People returning to offices en masse could lead to a “rapid” increase of transmission of the virus that causes Covid-19, an expert has said.
Graham Medley, Professor of Infectious Disease Modelling at the London School of Hygiene and Tropical Medicine, said there could be outbreaks as colleagues are reunited.
Under the UK government’s so-called “Plan B” of how to manage coronavirus cases over the winter, advice to work from home could return if the National Health Service comes under unstainable pressure.
A document that informed the government’s decision making, from the advisory group SPI-M-O, said the early use of measures to control spread could cut the need for tougher measures later on.
Such tools could include the continuation of homeworking.
“There is a clear consensus that continued high levels of homeworking has played a very important role in preventing sustained epidemic growth in recent months,” the document said.
“It is highly likely that a significant decrease in homeworking in the next few months would result in a rapid increase in hospital admissions.”
Prof Medley, who is part of the Scientific Pandemic Influenza Group on Modelling, told a briefing for journalists that last month, where many people in England were working from home, the reproduction number in the country had remained “relatively flat”.
“It is uncertain what’s going to happen. We are still waiting for the full effect of schools reopening and potentially getting people going back to work to play through into the data, but I think we are unlikely to see the very high levels that we’ve seen in the past,” he said.
“What we have been doing in August has been enough to keep that reproduction number at one and that has still involved a lot of people not going back to the office, and that would seem to be a baseline measure that has some control on transmission.
“All those people who have been working from home for the past 18 months or so have not been making their normal contacts and it’s not just work.
“It’s the travel to and from work, the socialising after work, et cetera that people are not doing and those networks, if recreated all at once, then potentially could be a way in which the transmission could take off quite rapidly.

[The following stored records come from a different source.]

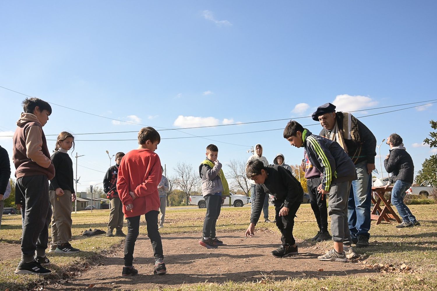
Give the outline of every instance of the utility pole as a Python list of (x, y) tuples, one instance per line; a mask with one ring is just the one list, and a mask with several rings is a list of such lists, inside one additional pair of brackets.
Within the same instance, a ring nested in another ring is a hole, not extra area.
[(82, 156), (78, 156), (77, 152), (76, 152), (76, 199), (74, 201), (74, 213), (77, 213), (77, 158), (81, 156), (83, 156), (85, 155), (82, 155)]

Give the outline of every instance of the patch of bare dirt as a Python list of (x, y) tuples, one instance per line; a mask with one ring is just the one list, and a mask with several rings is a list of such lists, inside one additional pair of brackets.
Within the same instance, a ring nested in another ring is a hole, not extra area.
[(362, 264), (319, 261), (317, 256), (321, 254), (320, 250), (304, 242), (300, 242), (299, 255), (286, 259), (275, 258), (270, 252), (280, 246), (277, 233), (258, 232), (256, 236), (247, 239), (243, 237), (243, 232), (222, 234), (218, 235), (225, 244), (213, 249), (199, 244), (199, 234), (162, 236), (167, 272), (163, 276), (153, 274), (152, 246), (149, 238), (142, 236), (137, 240), (134, 255), (137, 276), (121, 277), (121, 246), (118, 252), (104, 257), (99, 265), (78, 277), (45, 288), (49, 290), (141, 290), (205, 282), (256, 281), (261, 280), (263, 274), (278, 281), (289, 277), (321, 277), (375, 272), (364, 268)]

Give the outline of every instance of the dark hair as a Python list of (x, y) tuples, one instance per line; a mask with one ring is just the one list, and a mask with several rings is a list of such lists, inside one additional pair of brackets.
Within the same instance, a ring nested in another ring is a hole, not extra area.
[(397, 146), (402, 143), (402, 138), (397, 133), (392, 133), (390, 135), (390, 143), (393, 146)]
[(52, 114), (52, 106), (48, 103), (38, 98), (26, 98), (21, 102), (23, 110), (25, 113), (33, 113), (35, 107), (38, 106), (41, 111), (47, 110)]
[(158, 132), (153, 127), (143, 127), (138, 132), (138, 143), (144, 145), (148, 140), (152, 143), (161, 141), (161, 136)]
[(122, 158), (125, 156), (125, 153), (123, 152), (118, 152), (116, 154), (115, 154), (115, 159), (117, 159), (118, 158)]
[(251, 179), (257, 175), (261, 175), (261, 170), (266, 170), (263, 162), (259, 159), (250, 160), (246, 164), (246, 176)]
[(55, 146), (55, 151), (59, 149), (61, 147), (61, 142), (70, 137), (73, 139), (73, 150), (74, 150), (74, 137), (69, 132), (62, 132), (58, 135), (58, 139), (56, 141), (56, 146)]
[(300, 123), (294, 120), (290, 120), (284, 129), (284, 138), (288, 139), (291, 136), (296, 136), (298, 132), (303, 132), (303, 127)]
[(210, 152), (218, 152), (218, 148), (215, 145), (211, 144), (206, 147), (206, 150)]

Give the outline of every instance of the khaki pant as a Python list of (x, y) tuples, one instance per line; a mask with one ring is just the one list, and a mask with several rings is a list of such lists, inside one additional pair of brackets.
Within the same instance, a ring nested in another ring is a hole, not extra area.
[(52, 243), (50, 249), (66, 243), (71, 239), (71, 192), (64, 190), (64, 195), (58, 196), (56, 191), (49, 191), (53, 216), (52, 218)]
[(111, 200), (111, 213), (109, 213), (109, 222), (108, 228), (121, 230), (123, 228), (123, 204), (119, 198), (113, 198)]

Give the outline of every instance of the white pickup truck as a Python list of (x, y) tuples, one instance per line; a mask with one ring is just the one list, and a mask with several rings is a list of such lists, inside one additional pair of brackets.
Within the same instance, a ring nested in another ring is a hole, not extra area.
[[(243, 207), (248, 203), (247, 197), (239, 194), (231, 193), (231, 202), (235, 207)], [(192, 195), (190, 196), (190, 205), (197, 205), (199, 208), (206, 208), (205, 199), (201, 195)], [(229, 197), (226, 197), (223, 203), (224, 205), (229, 205)]]

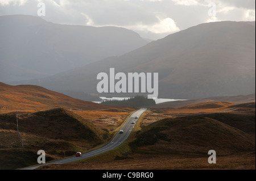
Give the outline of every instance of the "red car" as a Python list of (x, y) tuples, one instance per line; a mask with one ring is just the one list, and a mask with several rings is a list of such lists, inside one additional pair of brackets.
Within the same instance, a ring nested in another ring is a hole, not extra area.
[(82, 157), (82, 153), (81, 152), (76, 152), (76, 157)]

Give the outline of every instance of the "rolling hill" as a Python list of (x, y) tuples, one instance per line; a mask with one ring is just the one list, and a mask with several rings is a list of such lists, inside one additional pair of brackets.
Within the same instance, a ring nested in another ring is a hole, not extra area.
[(3, 82), (53, 75), (148, 43), (123, 28), (57, 24), (24, 15), (0, 16), (0, 39)]
[(227, 155), (255, 151), (255, 129), (248, 129), (255, 127), (255, 115), (236, 116), (221, 113), (164, 119), (142, 128), (131, 146), (136, 153), (161, 154), (204, 155), (214, 150), (218, 155)]
[(98, 110), (112, 108), (32, 85), (10, 86), (0, 82), (0, 111), (38, 111), (54, 108)]
[[(37, 164), (36, 153), (43, 150), (46, 161), (73, 155), (92, 149), (110, 137), (104, 131), (72, 112), (55, 108), (34, 113), (16, 112), (0, 114), (0, 169), (15, 169)], [(15, 158), (10, 159), (10, 155)]]
[(194, 99), (254, 94), (255, 28), (255, 22), (204, 23), (121, 56), (40, 80), (13, 83), (97, 93), (97, 74), (109, 74), (110, 68), (114, 68), (115, 73), (159, 73), (159, 98)]

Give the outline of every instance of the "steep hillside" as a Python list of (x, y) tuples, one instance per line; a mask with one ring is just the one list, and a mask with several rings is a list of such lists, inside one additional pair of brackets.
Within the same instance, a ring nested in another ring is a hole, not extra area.
[(23, 15), (0, 16), (0, 39), (4, 82), (52, 75), (148, 43), (123, 28), (57, 24)]
[(210, 102), (228, 102), (234, 104), (255, 102), (255, 94), (246, 95), (237, 95), (230, 96), (210, 97), (205, 99), (177, 100), (159, 103), (155, 108), (177, 108), (195, 104), (208, 103)]
[(255, 31), (245, 22), (201, 24), (121, 56), (23, 83), (97, 93), (97, 74), (114, 68), (115, 73), (159, 73), (160, 98), (248, 95), (255, 91)]
[(56, 107), (79, 110), (110, 108), (74, 99), (38, 86), (10, 86), (0, 82), (0, 111), (48, 110)]

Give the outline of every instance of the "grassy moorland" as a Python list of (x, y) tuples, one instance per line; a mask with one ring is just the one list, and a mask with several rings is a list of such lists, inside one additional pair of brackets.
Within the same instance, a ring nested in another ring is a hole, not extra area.
[(41, 149), (48, 162), (100, 146), (134, 110), (82, 101), (39, 86), (2, 83), (0, 105), (0, 169), (37, 164)]

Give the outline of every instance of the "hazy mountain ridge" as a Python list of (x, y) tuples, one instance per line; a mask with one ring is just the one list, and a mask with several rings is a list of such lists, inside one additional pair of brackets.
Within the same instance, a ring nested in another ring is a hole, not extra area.
[(158, 72), (160, 98), (250, 94), (255, 92), (255, 22), (201, 24), (121, 56), (24, 82), (97, 93), (97, 74), (114, 68), (115, 73)]
[[(123, 28), (57, 24), (23, 15), (0, 16), (0, 81), (5, 82), (55, 74), (148, 43)], [(12, 72), (5, 62), (21, 72)], [(7, 68), (10, 73), (3, 72)]]

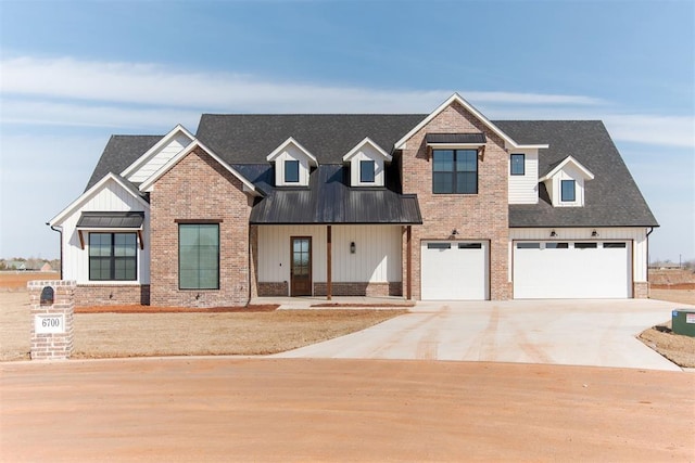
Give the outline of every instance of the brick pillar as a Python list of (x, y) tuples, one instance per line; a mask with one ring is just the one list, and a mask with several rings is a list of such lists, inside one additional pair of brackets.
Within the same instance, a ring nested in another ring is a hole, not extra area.
[(75, 281), (30, 281), (31, 360), (70, 359), (73, 352)]

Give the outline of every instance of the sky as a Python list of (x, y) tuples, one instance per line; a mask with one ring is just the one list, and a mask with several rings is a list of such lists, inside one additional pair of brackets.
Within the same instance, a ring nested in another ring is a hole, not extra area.
[(660, 223), (650, 261), (695, 258), (691, 0), (0, 0), (0, 258), (59, 257), (46, 222), (111, 134), (453, 92), (492, 120), (603, 120)]

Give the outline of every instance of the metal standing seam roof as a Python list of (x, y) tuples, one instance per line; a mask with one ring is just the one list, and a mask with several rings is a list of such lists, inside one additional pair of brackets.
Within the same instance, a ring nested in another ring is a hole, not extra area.
[[(244, 172), (269, 166), (237, 166)], [(415, 195), (399, 194), (386, 188), (353, 188), (341, 165), (321, 165), (309, 178), (308, 188), (276, 188), (266, 193), (251, 211), (253, 224), (419, 224), (422, 217)]]
[(144, 213), (81, 213), (78, 229), (139, 229), (144, 221)]

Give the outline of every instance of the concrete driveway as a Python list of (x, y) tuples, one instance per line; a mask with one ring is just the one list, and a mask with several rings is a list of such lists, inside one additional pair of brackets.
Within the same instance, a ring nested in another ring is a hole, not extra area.
[(679, 371), (635, 336), (670, 320), (652, 299), (418, 303), (410, 313), (281, 358), (435, 359)]

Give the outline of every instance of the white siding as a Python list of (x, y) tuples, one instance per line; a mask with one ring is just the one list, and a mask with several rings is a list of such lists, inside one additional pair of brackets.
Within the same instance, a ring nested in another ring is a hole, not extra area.
[[(514, 150), (509, 153), (525, 155), (525, 173), (522, 176), (510, 175), (509, 178), (509, 204), (536, 204), (539, 202), (539, 152), (538, 150)], [(510, 162), (510, 160), (509, 160)]]
[[(125, 190), (114, 180), (104, 183), (104, 187), (85, 198), (80, 207), (67, 216), (61, 223), (63, 227), (63, 279), (76, 280), (78, 284), (87, 284), (89, 281), (89, 236), (88, 231), (83, 231), (85, 248), (79, 244), (79, 235), (76, 227), (83, 211), (144, 211), (142, 224), (142, 237), (144, 249), (140, 249), (138, 243), (138, 280), (132, 282), (113, 282), (114, 284), (149, 284), (150, 283), (150, 209), (138, 201), (132, 193)], [(104, 230), (109, 231), (109, 230)], [(110, 282), (93, 282), (109, 284)]]
[[(258, 281), (290, 281), (291, 236), (312, 236), (312, 278), (325, 282), (326, 226), (258, 227)], [(331, 249), (333, 282), (401, 281), (400, 226), (332, 226)]]
[(190, 144), (192, 140), (184, 133), (179, 133), (169, 143), (162, 146), (139, 169), (128, 176), (134, 183), (142, 183), (152, 177), (162, 166)]
[[(362, 183), (359, 181), (359, 162), (374, 160), (374, 182)], [(383, 173), (383, 156), (374, 146), (364, 144), (362, 149), (350, 159), (350, 184), (353, 187), (383, 187), (386, 176)]]
[[(551, 239), (551, 231), (555, 230), (557, 236)], [(598, 236), (592, 237), (592, 231), (596, 230)], [(509, 229), (509, 261), (513, 255), (514, 240), (539, 241), (626, 241), (632, 242), (632, 281), (635, 283), (647, 281), (647, 229), (632, 227), (614, 228), (561, 228), (561, 229)], [(511, 281), (511, 267), (509, 266), (509, 281)]]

“What’s driving some of the uncertainty is, we don’t know how people are going to actually behave. And I’m sure we all have kind of anecdotal evidence of people who we know are going to continue working from home and other people who are itching to get back to the office and go for a drink in a pub afterwards.
“What we can’t know is what numbers of people will do that. And so that just adds to the uncertainty.
“But clearly, if we all go back tomorrow to full contact then we will end up with transmission increasing and potentially quite high, quite rapidly.”